The chance to shine

7th October 2005, 1:00am
Dorothy Walker describes how a school in Oxfordshire rose to the challenge of the on-screen test

Dr Roger Higton sums up his school’s experiences of the new key stage 3 ICT on-screen test as being “very, very good”.

“I have been a teacher for 30 years,” he says, “and this is the first time students have come out of an exam saying: ‘This test really showed what I could do’.”

Roger is ICT co-ordinator at Lord Williams’s School in Thame, Oxfordshire, where 300 students in Year 9 piloted the test in May. He says:

“I was concerned whether setting up something as large and complicated as this would work, and we made it clear to the youngsters that this was more of a trial for the school than for them. They were chuffed to be seen as pioneers, and their attitude was: ‘Hey, we are trying something new, and in future years other pupils will benefit from our experience’.”

Before the tests were downloaded, pupils spent time familiarising themselves with the interactive environment in which they would be working.

The test is set in a virtual world - the fictitious town of Pepford - and students have to help various local organisations solve problems. They employ a set of simulated software applications for tasks such as word-processing, spreadsheet building, email and web browsing. The applications are similar to those used in classrooms, but the software also records the student’s actions, click by click, for assessment purposes.

Roger says: “In future, we plan to build into every one of our teaching modules the opportunity for students to work in the test-familiarisation environment, as well as the Microsoft environment we currently use.”

Pupils did a timed practice test and received feedback on their performance before tackling the test proper, which they sat during their weekly lesson in the ICT rooms.

“They took to it really well, and I believe this is going to have a major influence on the way ICT is taught,” says Roger. “The whole Pepford environment gave a seriousness to the project. Students were solving problems and, using the applications in an integrated way, they received instructions by email and could find things out by surfing the (simulated) net - even though they weren’t actually on the net. No one said ‘This has all been made up.’ Youngsters are very good at role-playing games, and they may have been adopting the same kind of approach here.

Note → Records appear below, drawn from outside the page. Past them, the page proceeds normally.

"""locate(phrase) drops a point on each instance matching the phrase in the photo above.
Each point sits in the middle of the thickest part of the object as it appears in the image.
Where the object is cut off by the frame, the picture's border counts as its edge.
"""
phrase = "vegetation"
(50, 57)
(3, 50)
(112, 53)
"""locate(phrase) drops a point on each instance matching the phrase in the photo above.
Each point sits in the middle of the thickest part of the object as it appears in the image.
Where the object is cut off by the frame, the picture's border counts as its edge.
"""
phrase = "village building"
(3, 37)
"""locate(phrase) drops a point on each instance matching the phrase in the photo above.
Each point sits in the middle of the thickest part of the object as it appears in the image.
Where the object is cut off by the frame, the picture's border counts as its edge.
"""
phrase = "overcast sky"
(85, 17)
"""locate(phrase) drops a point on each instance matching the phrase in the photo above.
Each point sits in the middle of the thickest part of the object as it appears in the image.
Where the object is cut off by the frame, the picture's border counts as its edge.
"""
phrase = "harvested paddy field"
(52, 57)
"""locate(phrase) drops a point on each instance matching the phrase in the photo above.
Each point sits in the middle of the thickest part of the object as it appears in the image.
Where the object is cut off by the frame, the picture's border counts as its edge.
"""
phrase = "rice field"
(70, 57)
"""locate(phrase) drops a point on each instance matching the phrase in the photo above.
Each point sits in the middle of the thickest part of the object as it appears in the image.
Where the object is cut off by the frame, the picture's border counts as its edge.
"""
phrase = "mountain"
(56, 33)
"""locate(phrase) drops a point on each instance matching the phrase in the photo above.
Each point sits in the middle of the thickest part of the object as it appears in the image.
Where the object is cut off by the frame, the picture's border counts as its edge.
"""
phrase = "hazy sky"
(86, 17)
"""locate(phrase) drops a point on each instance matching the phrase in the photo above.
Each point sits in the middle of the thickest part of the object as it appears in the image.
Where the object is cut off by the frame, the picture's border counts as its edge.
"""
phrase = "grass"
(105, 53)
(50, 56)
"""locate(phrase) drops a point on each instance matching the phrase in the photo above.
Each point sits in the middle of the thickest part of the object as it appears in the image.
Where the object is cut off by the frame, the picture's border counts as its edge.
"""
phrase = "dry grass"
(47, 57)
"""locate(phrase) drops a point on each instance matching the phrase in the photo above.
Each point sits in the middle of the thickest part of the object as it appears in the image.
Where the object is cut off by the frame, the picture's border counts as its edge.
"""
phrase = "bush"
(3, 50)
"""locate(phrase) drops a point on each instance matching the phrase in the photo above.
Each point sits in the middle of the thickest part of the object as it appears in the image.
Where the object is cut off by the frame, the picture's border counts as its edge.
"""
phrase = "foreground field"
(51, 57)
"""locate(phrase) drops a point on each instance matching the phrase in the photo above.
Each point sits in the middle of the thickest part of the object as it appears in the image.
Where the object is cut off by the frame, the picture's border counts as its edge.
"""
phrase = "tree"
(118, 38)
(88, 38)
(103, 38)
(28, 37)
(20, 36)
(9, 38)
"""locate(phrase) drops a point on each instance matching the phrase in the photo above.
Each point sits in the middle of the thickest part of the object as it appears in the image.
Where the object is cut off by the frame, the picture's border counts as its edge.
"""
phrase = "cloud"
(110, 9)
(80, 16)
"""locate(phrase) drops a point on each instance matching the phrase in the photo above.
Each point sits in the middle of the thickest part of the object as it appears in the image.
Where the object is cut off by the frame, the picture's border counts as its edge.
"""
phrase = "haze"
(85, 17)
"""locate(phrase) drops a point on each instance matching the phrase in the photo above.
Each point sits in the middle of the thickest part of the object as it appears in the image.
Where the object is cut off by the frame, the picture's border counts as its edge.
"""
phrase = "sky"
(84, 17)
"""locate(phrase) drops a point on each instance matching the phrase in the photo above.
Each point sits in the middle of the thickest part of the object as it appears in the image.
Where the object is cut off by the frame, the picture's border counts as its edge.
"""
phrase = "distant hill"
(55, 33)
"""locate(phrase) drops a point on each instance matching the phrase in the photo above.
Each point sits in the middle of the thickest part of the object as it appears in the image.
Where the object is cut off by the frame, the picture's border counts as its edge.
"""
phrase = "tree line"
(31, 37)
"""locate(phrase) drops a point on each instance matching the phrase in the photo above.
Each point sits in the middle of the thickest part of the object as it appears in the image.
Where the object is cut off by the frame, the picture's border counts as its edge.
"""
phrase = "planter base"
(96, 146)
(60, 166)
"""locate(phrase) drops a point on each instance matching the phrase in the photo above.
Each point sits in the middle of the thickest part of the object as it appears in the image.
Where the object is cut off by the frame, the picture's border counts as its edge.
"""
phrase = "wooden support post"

“There were some who didn’t like the test at all - they just couldn’t get into it and needed more preparation. But the vast majority felt it had allowed them to show what they could do. The test was well designed; students had been allowed to be creative and put their own mark on what they did. A few tests didn’t run properly - hardware or software glitches - so when the results came back in June, five or six disappointed students ended up without a result, and we will learn from that. But my main concerns had been about the tests descending into complete chaos, and that didn’t happen.”

Each student was awarded an assessment level, and Roger says that although results were “much better than I thought they were going to be”, the levels were lower than those determined by teachers beforehand. “We have to decide whether to rethink our teacher assessments or pay more attention to the test and the environment, looking at ways to optimise pupils’ performance.

As we become more experienced, I hope results will rise and become more comparable with English, maths and science. At the moment we have no performance data on KS3 ICT to measure our results against.”

Although no detailed feedback came back on students’ performance, he says this is planned for the future. “Because the tests track everything the student does, I hope they will be able to get really good, formative information - not just a level, but information on what they did well and those areas they need to revisit. That will be very helpful, no matter what they do at KS4. The test is also planned to be adaptive - it wasn’t this year - and if a student is doing really well it will raise the stakes. If it can really challenge those who are doing well and support those who feel they are not getting much out of the examination system, then that is absolutely superb.”

His students, who had a one-hour ICT lesson every week during KS3, sat the test in groups of 80 to 90 at a time - a limit determined more by risk management considerations than resources. “I am very lucky here - we have 500 computers and very strong technical support. I just wonder whether all schools would be able to work in the same way.”

Roger says: “This test will raise the academic status of ICT in schools.

For the first time it gives us an idea of what it means to be good at ICT.

I believe we should be encouraging parents, children and teachers from other departments to see what is required by the test, because we have to raise the profile of information literacy. It is absolutely vital that all our youngsters are information literate and can use ICT.”